Kesalahan mendiagnosis persoalan bakal berujung pada kekeliruan resep penyelesaian dan berakibat pada kesia-siaan perbuatan. Inilah yang kental terlihat dalam penuntasan insiden Bintan yang berujung pada kendurnya diplomasi luar negeri RI.Terdapat dua persoalan pokok pada dimensi tanggung jawab dan penyelesaian yang berbeda. Pertama, telah terjadi tindak pidana pencurian ikan oleh tujuh nelayan Malaysia. Sebagaimana diatur dalam Undang-Undang Nomor 45 Tahun 2009 tentang Perikanan, proses hukum wajib diselenggarakan. Sayangnya, kecerobohan petugas Kementerian Kelautan dan Perikanan (KKP) dalam hal menyerahkan alat bukti berupa lima kapal pencuri beserta alat tangkapnya telah mengaburkan delik hukum yang tersedia. Urusan makin rumit ketika Menteri Kelautan dan Perikanan Fadel Muhammad justru menyegerakan pelepasan ketujuh pencuri ikan asal Malaysia itu.

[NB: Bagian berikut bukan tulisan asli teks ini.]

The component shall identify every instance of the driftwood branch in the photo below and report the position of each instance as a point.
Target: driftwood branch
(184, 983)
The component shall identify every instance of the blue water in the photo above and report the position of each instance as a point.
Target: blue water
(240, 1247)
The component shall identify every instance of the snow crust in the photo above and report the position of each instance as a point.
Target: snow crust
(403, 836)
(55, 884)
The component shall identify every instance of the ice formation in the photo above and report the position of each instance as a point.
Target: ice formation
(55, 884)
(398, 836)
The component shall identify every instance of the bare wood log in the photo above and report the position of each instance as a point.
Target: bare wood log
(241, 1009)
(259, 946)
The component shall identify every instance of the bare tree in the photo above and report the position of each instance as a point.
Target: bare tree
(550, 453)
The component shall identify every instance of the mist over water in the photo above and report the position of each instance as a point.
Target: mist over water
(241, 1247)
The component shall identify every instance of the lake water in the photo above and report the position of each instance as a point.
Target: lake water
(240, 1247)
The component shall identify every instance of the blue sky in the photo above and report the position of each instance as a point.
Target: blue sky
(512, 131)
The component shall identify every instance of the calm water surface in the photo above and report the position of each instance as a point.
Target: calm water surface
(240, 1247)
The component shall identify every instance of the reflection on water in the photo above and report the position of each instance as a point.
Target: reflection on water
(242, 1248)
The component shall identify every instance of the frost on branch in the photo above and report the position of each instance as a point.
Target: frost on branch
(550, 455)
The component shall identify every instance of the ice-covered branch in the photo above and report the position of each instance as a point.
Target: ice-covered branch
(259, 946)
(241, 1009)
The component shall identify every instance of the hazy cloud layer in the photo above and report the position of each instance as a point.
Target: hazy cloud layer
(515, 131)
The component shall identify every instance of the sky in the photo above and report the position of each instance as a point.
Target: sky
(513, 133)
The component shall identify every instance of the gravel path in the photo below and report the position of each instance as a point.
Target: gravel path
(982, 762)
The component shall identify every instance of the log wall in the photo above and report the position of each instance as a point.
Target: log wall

Kedua, adanya pelanggaran kedaulatan: Marine Polis Malaysia (MPM) masuk diikuti dengan penyelenggaraan kebijakan negaranya di wilayah perairan RI dengan menembak dan menangkap tiga petugas KKP. Hasil investigasi petugas di Kepulauan Riau menunjukkan, insiden terjadi di wilayah perairan RI. Atas dasar ini, Menteri Luar Negeri RI lalu mengeluarkan nota protes kepada Malaysia dengan melampirkan titik koordinat lokasi di dalam peta wilayah Indonesia.
Merujuk pada Undang-Undang Nomor 34 Tahun 2004 tentang TNI, tugas pokok TNI antara lain menegakkan kedaulatan negara dan melindungi segenap bangsa dan seluruh tumpah darah Indonesia dari ancaman dan gangguan, jadi kurang pantas jika dalam kasus ini TNI terkesan pasif. Mengapa petugas KKP tak berkoordinasi dengan TNI? Mengapa petugas KKP tak mempersiapkan sistem pemosisian global (GPS) aktif sebagai alat bantu penegasan wilayah tugasnya?
Tunda perundingan

Terlepas dari daftar panjang pekerjaan rumah dan ketidakpatuhan di atas, nelayan dan petugas Malaysia telah melakukan dua kejahatan sekaligus: pelanggaran kedaulatan dan tindak pidana perikanan. Mencermati iktikad buruk bertetangga ala Malaysia itu, fakta ketidakprofesionalan petugas KKP hingga kegemaran kementerian saling lempar tanggung jawab, bahkan mengaburkan persoalan, sepantasnya DPR meminta Presiden menunda sementara perundingan batas wilayah RI-Malaysia yang dijadwalkan 6 September 2010 di kota Kinabalu, Malaysia.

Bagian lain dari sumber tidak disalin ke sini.